A pair of Lox interpreters based on the materials in the book Crafting Interpreters written in Ruby.
This project contains an implementation of both the tree-walking interpreter based on part II of the book as well as a bytecode interpreter based on part III. Both interpreters rely on a shared recursive-descent parser. The bytecode virtual machine is written in C as a shared library and run from Ruby using the Ruby-FFI gem.
This project also contains a translation of the original Dart test runner into Ruby. Most test cases have been brought over unchanged, but there are some implementation-defined differences (particularly in how errors are reported).
The bin/setup
script will download all project dependencies and build the bytecode virtual machine.

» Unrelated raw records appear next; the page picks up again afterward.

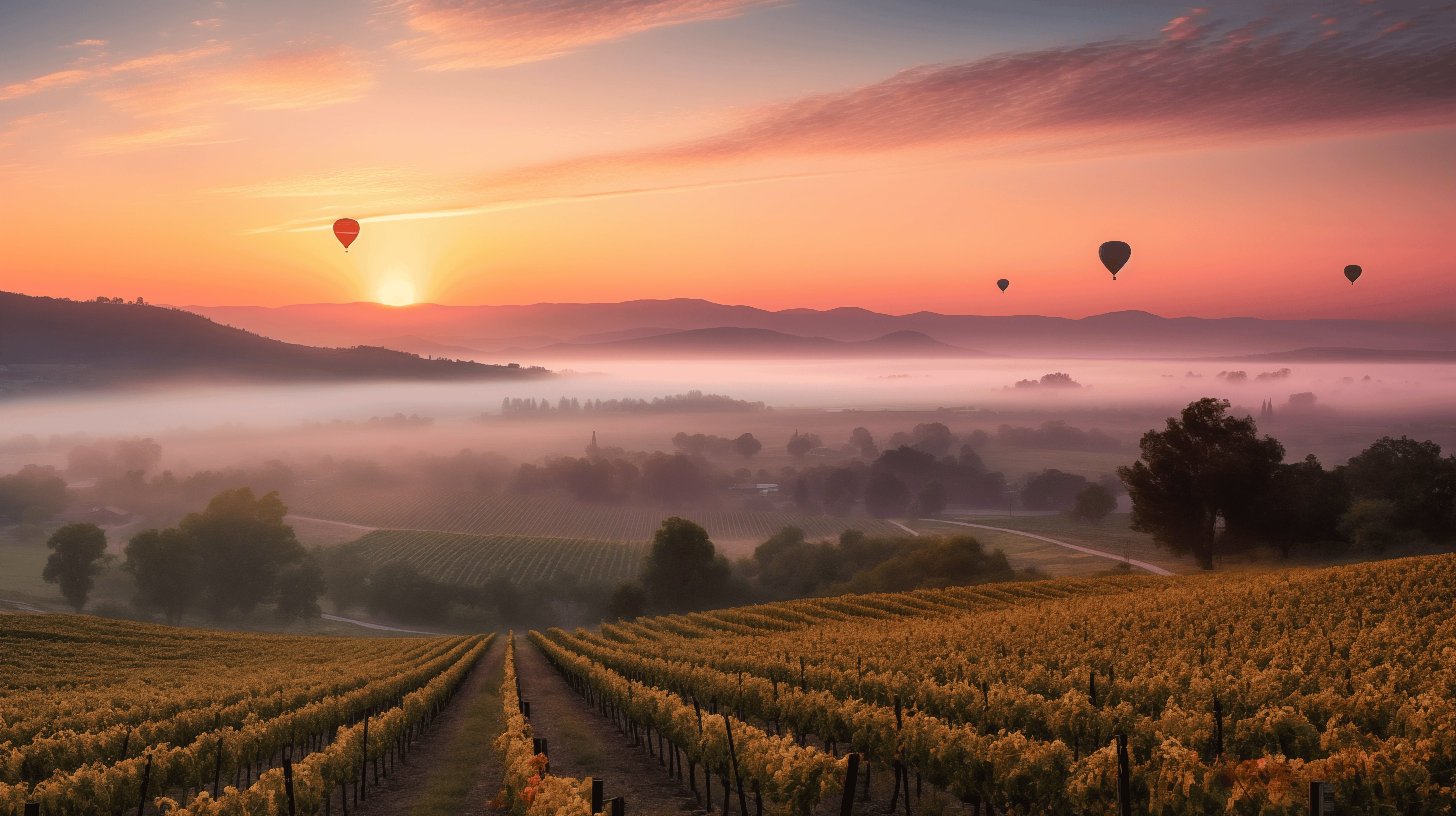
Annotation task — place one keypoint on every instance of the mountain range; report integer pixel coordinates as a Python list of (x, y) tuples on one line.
[(539, 326), (127, 340)]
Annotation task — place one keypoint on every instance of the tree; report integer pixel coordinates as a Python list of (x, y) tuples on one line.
[(628, 601), (861, 439), (81, 553), (886, 494), (244, 544), (932, 438), (166, 568), (346, 575), (746, 446), (684, 570), (1094, 503), (1052, 490), (33, 487), (931, 500), (839, 492), (1203, 467), (1412, 476), (1302, 505), (803, 444), (299, 589)]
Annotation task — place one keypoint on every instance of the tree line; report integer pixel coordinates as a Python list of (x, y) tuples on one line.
[(1209, 484)]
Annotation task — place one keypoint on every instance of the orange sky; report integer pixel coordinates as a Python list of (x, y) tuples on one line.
[(781, 155)]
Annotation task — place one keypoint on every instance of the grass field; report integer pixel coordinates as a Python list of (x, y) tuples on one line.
[(474, 560), (506, 514)]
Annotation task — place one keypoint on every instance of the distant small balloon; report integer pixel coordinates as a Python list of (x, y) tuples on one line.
[(1114, 254), (346, 231)]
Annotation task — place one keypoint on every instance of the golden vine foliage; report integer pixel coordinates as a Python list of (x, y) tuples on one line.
[(1012, 693), (194, 704)]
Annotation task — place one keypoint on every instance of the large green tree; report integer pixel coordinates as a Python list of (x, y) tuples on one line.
[(81, 556), (166, 568), (244, 544), (1205, 467), (684, 570)]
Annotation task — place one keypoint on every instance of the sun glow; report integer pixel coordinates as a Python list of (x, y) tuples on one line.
[(397, 294)]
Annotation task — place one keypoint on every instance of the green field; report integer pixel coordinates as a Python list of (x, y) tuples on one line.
[(477, 559), (513, 515)]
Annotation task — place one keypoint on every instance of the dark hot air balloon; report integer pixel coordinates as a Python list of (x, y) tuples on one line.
[(346, 231), (1114, 254)]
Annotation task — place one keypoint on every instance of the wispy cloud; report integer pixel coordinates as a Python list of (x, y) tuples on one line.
[(1199, 85), (493, 34), (165, 136), (295, 79), (362, 181)]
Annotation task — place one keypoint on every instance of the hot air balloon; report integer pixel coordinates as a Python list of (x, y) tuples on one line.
[(346, 231), (1114, 254)]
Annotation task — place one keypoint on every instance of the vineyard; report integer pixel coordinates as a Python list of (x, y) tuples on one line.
[(1234, 691), (472, 560), (100, 716), (513, 515)]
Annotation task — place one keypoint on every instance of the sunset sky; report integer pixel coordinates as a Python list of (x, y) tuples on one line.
[(896, 155)]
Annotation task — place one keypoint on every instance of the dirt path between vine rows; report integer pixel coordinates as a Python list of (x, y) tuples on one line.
[(410, 780), (584, 744)]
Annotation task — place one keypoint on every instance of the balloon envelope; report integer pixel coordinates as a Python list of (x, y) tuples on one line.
[(1114, 254), (346, 231)]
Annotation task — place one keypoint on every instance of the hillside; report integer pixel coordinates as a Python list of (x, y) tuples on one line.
[(1116, 334), (509, 514), (739, 343), (471, 560), (120, 340)]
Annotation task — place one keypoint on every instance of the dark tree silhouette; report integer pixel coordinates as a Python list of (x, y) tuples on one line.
[(746, 446), (1203, 467), (299, 588), (1094, 503), (1412, 476), (886, 494), (931, 500), (1302, 505), (684, 570), (168, 569), (628, 601), (81, 552), (1052, 490), (932, 438), (244, 544), (803, 444)]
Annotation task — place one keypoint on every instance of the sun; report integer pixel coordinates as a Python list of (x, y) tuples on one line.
[(397, 294)]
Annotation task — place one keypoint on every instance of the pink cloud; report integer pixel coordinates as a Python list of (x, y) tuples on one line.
[(1122, 97), (493, 34), (296, 81)]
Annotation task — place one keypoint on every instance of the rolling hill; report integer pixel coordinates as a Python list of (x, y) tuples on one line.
[(123, 340), (739, 343), (509, 514), (1116, 334)]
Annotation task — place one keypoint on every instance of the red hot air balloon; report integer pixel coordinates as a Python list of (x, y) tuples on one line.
[(1114, 254), (346, 231)]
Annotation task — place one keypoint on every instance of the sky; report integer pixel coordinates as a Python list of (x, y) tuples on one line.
[(894, 155)]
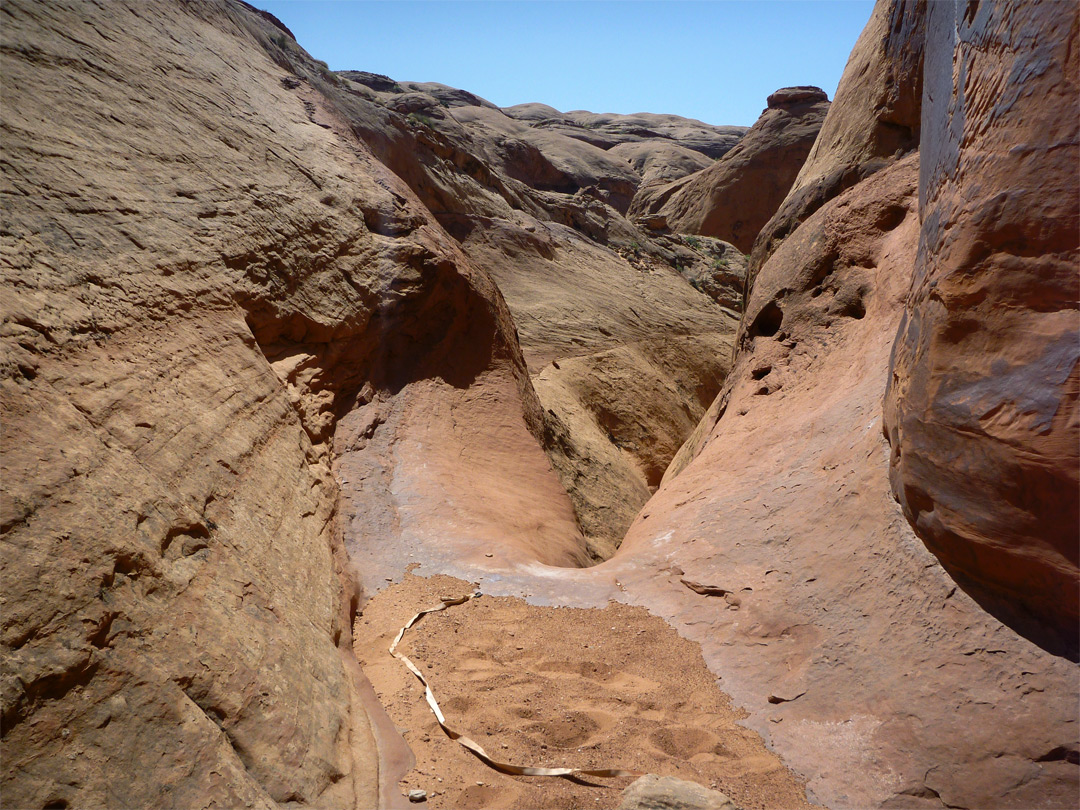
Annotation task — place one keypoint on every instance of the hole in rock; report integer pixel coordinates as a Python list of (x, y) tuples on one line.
[(768, 321)]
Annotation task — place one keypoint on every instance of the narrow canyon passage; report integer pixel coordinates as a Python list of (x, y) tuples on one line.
[(292, 353)]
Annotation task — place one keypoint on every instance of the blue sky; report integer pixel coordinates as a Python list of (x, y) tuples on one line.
[(711, 59)]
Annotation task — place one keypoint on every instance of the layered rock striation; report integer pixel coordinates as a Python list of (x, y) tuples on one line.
[(734, 198), (982, 410)]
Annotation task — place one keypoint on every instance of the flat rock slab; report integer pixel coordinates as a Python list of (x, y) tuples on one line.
[(666, 793)]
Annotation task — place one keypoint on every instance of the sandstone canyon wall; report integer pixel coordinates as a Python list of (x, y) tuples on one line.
[(203, 269), (982, 408), (273, 335), (734, 198)]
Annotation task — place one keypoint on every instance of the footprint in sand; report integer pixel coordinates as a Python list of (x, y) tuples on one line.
[(572, 730), (686, 742), (596, 671)]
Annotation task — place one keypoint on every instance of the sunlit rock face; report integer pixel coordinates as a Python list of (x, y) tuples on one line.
[(982, 406), (734, 198)]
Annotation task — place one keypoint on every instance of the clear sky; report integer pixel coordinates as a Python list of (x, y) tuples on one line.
[(712, 59)]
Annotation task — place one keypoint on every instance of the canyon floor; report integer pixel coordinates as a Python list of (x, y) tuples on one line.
[(591, 688)]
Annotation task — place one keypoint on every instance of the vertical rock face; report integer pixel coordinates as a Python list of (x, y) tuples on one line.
[(874, 118), (734, 198), (982, 407)]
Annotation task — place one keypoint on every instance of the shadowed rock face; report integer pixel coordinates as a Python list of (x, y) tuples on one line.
[(874, 119), (854, 652), (982, 408), (625, 327), (732, 199)]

The main project executables that you will use are stored in the exe/
directory. These are:
lox-treewalker
, for running the tree-walking interpreter.lox-bytecode
, for running the bytecode interpreter. Note that this only officially works on Linux and macOS.lox-test
, for running integration tests against an interpreter.
lox-test
will run the bundled interpreters by default, but you can override this to use another.
I've maintained the jlox
/clox
naming conventions for these test suites to make the parity between the book's material and my own clearer.
However, you may notice that I've removed the descriptive suffixes from the chapter names in the suites -- changing chap18_types
to chap18
, for example.
This is intended to make it easier to run the test suite from a specific chapter using only the chapter's number.
It's a small thing, but I found it very useful as I was working through the book.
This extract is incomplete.